Punjab and Kashmir: Synergy of Masses

It is widely believed that Baba Nanak along with Bhayee Mardhana visited and spent some time at Martanda/ Mattan where u...

It was on my recent trip to Punjab that I realised, you can say recollected, that I had heard and seen four generations of mine traveling to the Punjab for succor including me. My grand father had purchased a book ilmi tib wa haq from Lahore somewhere in 1920s that is still in my possession, my father was a regular annual visitor/ worker for most of his life, I worked there for a few years and my son studied for about the same time. I realised that there have been generations of Kashmiris who had done the same and of course vice versa. I felt to write a piece on the subject from the common human perspective...

...On the other side we see Punjabi settlements in different parts of the Valley. Essentially it is the Sikh population that represents the Punjabi population living across the length and breadth of Kashmir. The Sikh population retains Punjabi as its mother tounge while speaking Kashmiri as well. It has retained all the elements of Punjabi culture while picking the local tradition and assimilating in the main body politic of the masses. Sikhs migrated to the valley during the period of the Khalsa rule, that as I said earlier, lasted only a brief period of twenty eight years between 1818 and 1846 but the Sikh-Kashmir connection is as old as the Sikh religion.

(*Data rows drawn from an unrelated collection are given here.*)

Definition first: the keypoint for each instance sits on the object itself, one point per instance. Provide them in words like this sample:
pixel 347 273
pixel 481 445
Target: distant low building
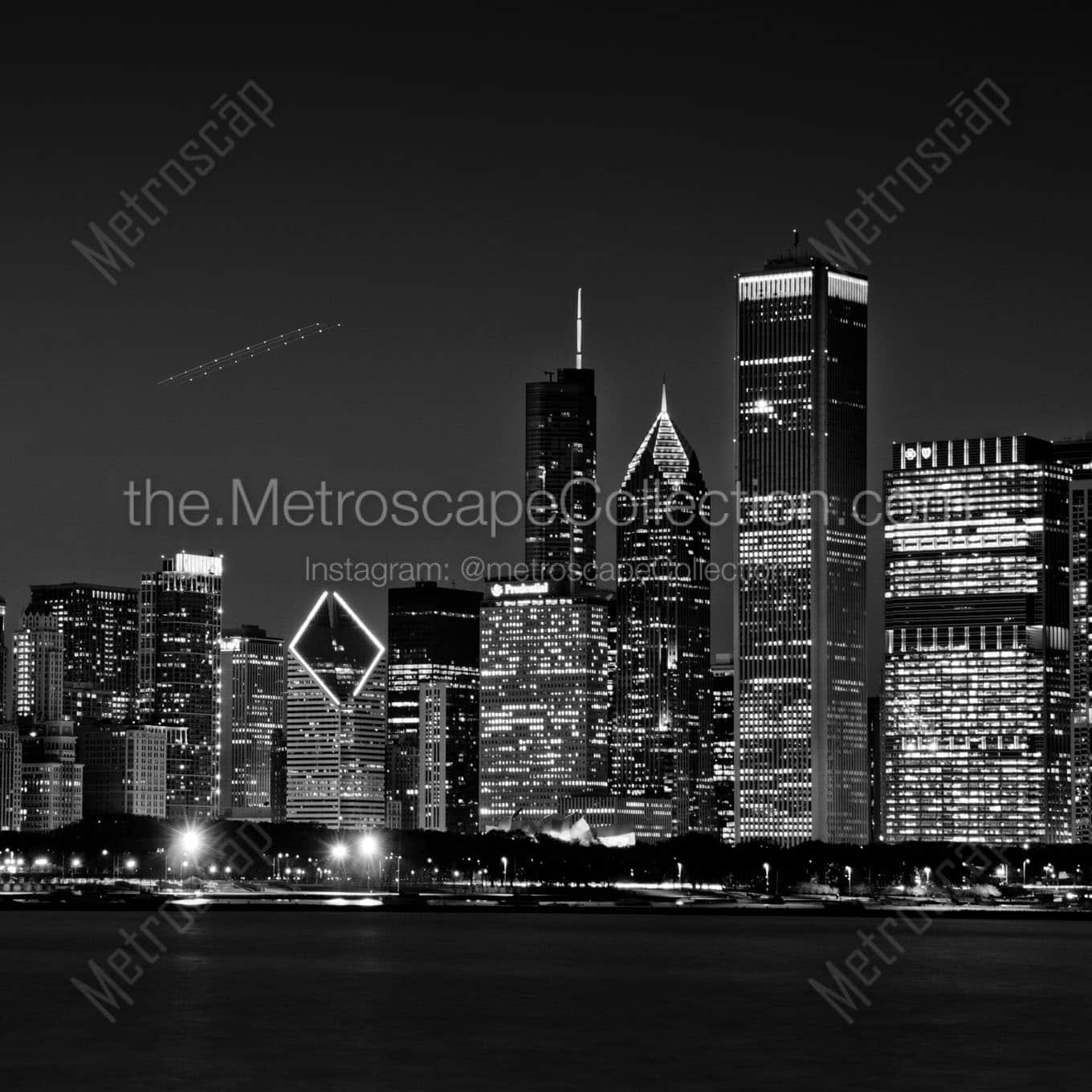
pixel 51 778
pixel 11 780
pixel 124 771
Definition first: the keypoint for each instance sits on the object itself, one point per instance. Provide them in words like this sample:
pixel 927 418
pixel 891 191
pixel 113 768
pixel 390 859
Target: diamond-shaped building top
pixel 337 650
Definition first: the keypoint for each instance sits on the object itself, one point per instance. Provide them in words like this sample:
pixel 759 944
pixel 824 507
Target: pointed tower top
pixel 580 346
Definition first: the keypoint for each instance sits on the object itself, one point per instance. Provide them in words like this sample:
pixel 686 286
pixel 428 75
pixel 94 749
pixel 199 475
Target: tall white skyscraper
pixel 545 701
pixel 801 711
pixel 336 719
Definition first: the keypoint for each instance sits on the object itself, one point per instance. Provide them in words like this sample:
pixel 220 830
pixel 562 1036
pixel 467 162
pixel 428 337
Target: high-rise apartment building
pixel 662 744
pixel 976 697
pixel 560 473
pixel 181 628
pixel 336 719
pixel 5 669
pixel 801 727
pixel 433 636
pixel 11 780
pixel 723 684
pixel 39 670
pixel 99 627
pixel 1080 650
pixel 52 779
pixel 544 701
pixel 254 682
pixel 124 771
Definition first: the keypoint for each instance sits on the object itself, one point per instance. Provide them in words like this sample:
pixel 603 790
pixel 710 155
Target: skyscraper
pixel 39 670
pixel 3 660
pixel 1080 650
pixel 801 727
pixel 544 701
pixel 99 627
pixel 254 682
pixel 723 684
pixel 433 633
pixel 976 719
pixel 560 473
pixel 52 779
pixel 181 621
pixel 662 744
pixel 11 780
pixel 336 719
pixel 124 771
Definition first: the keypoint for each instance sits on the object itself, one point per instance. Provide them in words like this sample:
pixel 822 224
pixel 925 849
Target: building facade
pixel 560 474
pixel 11 780
pixel 545 704
pixel 336 721
pixel 662 744
pixel 254 684
pixel 181 630
pixel 976 689
pixel 99 627
pixel 124 771
pixel 52 779
pixel 1080 634
pixel 39 670
pixel 433 637
pixel 801 721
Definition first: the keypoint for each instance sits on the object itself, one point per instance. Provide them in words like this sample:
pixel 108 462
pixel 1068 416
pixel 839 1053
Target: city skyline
pixel 655 261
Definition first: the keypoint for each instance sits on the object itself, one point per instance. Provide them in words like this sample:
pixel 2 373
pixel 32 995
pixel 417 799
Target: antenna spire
pixel 580 330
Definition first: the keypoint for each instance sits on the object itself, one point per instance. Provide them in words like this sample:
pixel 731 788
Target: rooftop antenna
pixel 580 331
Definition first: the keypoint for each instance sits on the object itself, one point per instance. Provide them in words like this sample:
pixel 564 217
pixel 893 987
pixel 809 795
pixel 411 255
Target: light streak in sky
pixel 239 355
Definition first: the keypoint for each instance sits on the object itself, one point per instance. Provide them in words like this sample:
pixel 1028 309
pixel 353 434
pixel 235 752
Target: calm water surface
pixel 320 1000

It is widely believed that Baba Nanak along with Bhayee Mardhana visited and spent some time at Martanda/ Mattan where unfortunately the Sikh baradhari is struggling to construct a Gurduwara due to some stubborn opposition from the other religious Kashmiri "minority" and the matter is lingering in Courts at Anantnag for decades now. Again it is at the complaint of alleged forcible conversion of the same local minority by Awrangzeb that was prostested by Guru Teg Bahadur leading to his martyrdom. Although not mentioned by the earlier Sikh historians, the official accounts of Sri Harmandir Sahib/ Golden Temple, I have been told, mention that its foundation stone was laid by the Sufi peer Sai Mian Mir at the invitation of Guru Arjan. I wonder if it has some Kashmir connection, as many Kashmiris carry the surname Mir. There is another community settled in District Kupwara and in and around village Yaripora in Kulgam district. It is the Bomba or as we call them b'umye tribe who we suppose have arrived from Muzafferabad but as I personally know the tribe speaks perfect Punjabi and has retained it as its mother tongue...

...To conclude I would say that there has been a lot of synergy among the common people of Punjab and Kashmir through ages. That continues to this day but is almost forgotten, neither written about nor documented. The interaction, exchange and the confluence of the two cultures needs an indepth investigation. The available history books seem to be occupied by the narrative of the battles, the wars, the rulers, the politicians and their courtiers lacking the necessary detail about the masses inhabiting the two adjustant geographies. The two people have come to the rescue of each other in times of distress, calamity sharing a bond of affinity, camaraderie and spirituality all along.